Sebagai seorang pria yang sudah tergolong paruh baya, saya sudah bolak-balik menjalani hidup dengan metode pura-pura ini. Mulai dari ruang rapat formal hingga warung kopi tempat diskusi ngasal. Tidak selalu, sih. Malah seringnya saya suka bertanya ketika ada sesuatu yang benar-benar tidak saya pahami.

Para pembaca jangan salah kaprah dulu. “Fake it till you make it" bukan berarti Anda harus menjual karung kosong dengan mengklaim isinya berlian. Saya sendiri men”takrif”-nya sebagai penghadiran versi terbaik dari dalam diri, meskipun saya sendiri belum yakin apakah versi itu benar-benar ada.

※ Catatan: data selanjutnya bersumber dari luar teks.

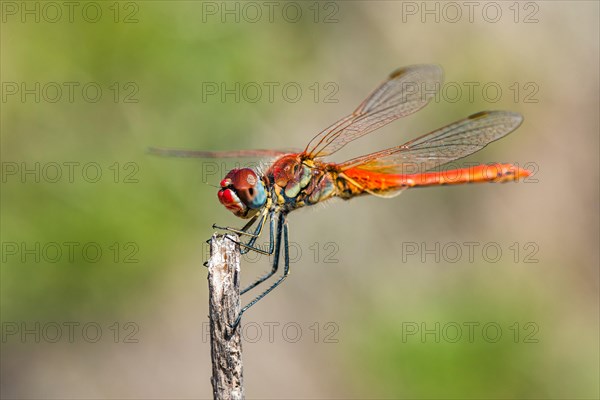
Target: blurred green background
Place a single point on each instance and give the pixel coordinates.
(368, 312)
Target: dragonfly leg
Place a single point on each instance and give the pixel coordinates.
(250, 244)
(286, 268)
(271, 245)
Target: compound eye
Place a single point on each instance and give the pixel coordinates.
(228, 180)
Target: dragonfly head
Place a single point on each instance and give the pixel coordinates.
(242, 192)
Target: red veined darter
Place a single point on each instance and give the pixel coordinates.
(299, 179)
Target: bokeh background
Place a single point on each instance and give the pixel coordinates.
(380, 289)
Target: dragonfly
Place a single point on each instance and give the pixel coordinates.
(304, 178)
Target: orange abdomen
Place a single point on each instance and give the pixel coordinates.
(360, 180)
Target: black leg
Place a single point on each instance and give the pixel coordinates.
(286, 269)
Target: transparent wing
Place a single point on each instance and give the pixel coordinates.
(442, 146)
(406, 91)
(167, 152)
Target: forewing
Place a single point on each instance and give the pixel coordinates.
(406, 91)
(441, 146)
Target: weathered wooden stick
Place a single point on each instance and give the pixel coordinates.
(224, 306)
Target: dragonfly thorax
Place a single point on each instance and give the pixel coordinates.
(242, 192)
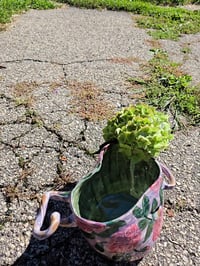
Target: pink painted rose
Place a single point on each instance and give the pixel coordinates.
(155, 187)
(90, 227)
(158, 225)
(125, 240)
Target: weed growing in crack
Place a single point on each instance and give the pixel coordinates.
(167, 88)
(33, 118)
(166, 22)
(10, 7)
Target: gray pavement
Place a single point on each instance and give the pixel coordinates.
(64, 72)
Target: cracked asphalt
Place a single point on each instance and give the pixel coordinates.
(63, 72)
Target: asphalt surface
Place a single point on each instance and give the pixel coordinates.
(62, 73)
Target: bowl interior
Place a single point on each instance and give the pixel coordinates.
(115, 189)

Beberapa tahun silam saya pernah diundang untuk menjadi mentor di sebuah program intensif pelatihan bahasa inggris. Saat itu sebagian dari peserta yang ikut berasal dari kalangan profesional.

Tentu saja, saya tidak menolak. Sebagai bapak yang butuh tambahan biaya sekolah anak, honorarium dari acara tersebut terlalu menggoda untuk dilewatkan. Tapi persoalannya saya tidak pernah mengklaim diri sebagai pakar dalam berbahasa inggris. Latar belakang hanyalah orang biasa, seperti kata Iwan Salman, “yang sedang-sedang saja.”

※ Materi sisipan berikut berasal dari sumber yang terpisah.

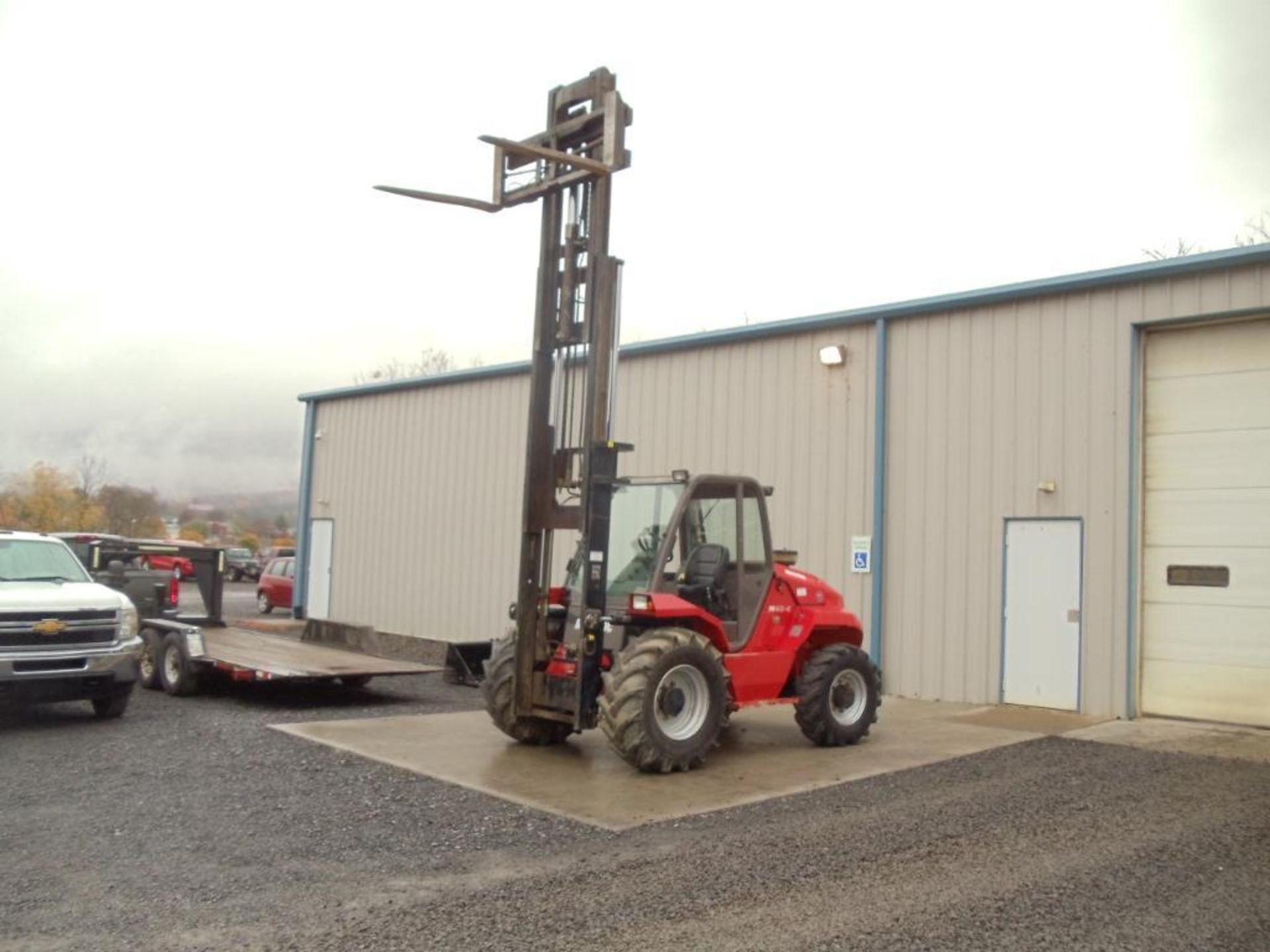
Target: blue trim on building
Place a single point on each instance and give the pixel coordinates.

Saya tidak membuat persiapan yang terlalu “wah” kala itu. Tidak membaca artikel, menonton video di YouTube (kala itu yt belum marak seperti sekarang, atau berdiskusi dengan teman yang memang paham di bidang tersebut. Yang saya lakukan hanyalah mengajarkan dengan pendekatan yang paling mudah dipahami peserta, yaitu mengajak mereka untuk mentranslate langsung bahasa Aceh ke bahasa Inggris. Kenapa bahasa Aceh? Jawabnya, karena itu adalah bahasa daerah yang kerap dipakai dalam kehidupan sehari-hari kita. YAAA (Yang Aceh-Aceh Aja).

Kedengarannya konyol tetapi hal tersebut berhasil membuat partisipan lebih mudah memahami materi yang disampaikan.

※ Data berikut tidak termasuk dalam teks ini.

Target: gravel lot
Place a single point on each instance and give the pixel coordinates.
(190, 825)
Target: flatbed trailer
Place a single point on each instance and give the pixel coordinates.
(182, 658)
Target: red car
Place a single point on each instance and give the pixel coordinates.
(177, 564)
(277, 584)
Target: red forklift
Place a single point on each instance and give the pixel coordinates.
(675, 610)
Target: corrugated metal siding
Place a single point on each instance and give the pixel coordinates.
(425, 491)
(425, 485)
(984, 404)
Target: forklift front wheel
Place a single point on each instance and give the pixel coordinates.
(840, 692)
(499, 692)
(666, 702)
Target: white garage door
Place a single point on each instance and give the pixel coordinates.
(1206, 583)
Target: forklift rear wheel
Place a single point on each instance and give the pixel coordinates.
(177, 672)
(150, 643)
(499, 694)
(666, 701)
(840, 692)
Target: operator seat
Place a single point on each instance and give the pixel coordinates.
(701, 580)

Ada studi yang mengatakan kalau perilaku acting as if bisa memengaruhi otak kita untuk benar-benar merasa lebih mampu. Efeknya serupa dengan placebo. Membohongi diri sendiri namun hasilnya cukup efektif.

Praised emotional expressions can lead to increased emotional experience and a more accurate recall of life events, even when no longer performing the expressive behavior (Schnall & Laird, 2003)

Intinya sih kuncinya ada di rasa percaya diri. Saat bertingkah pura-pura bisa, kita sedang mengirimkan sinyal ke otak bahwa "saya mampu." Otak yang mudah dibodohi pada akhirnya percaya dan memicu tubuh untuk bertindak sesuai keyakinan itu.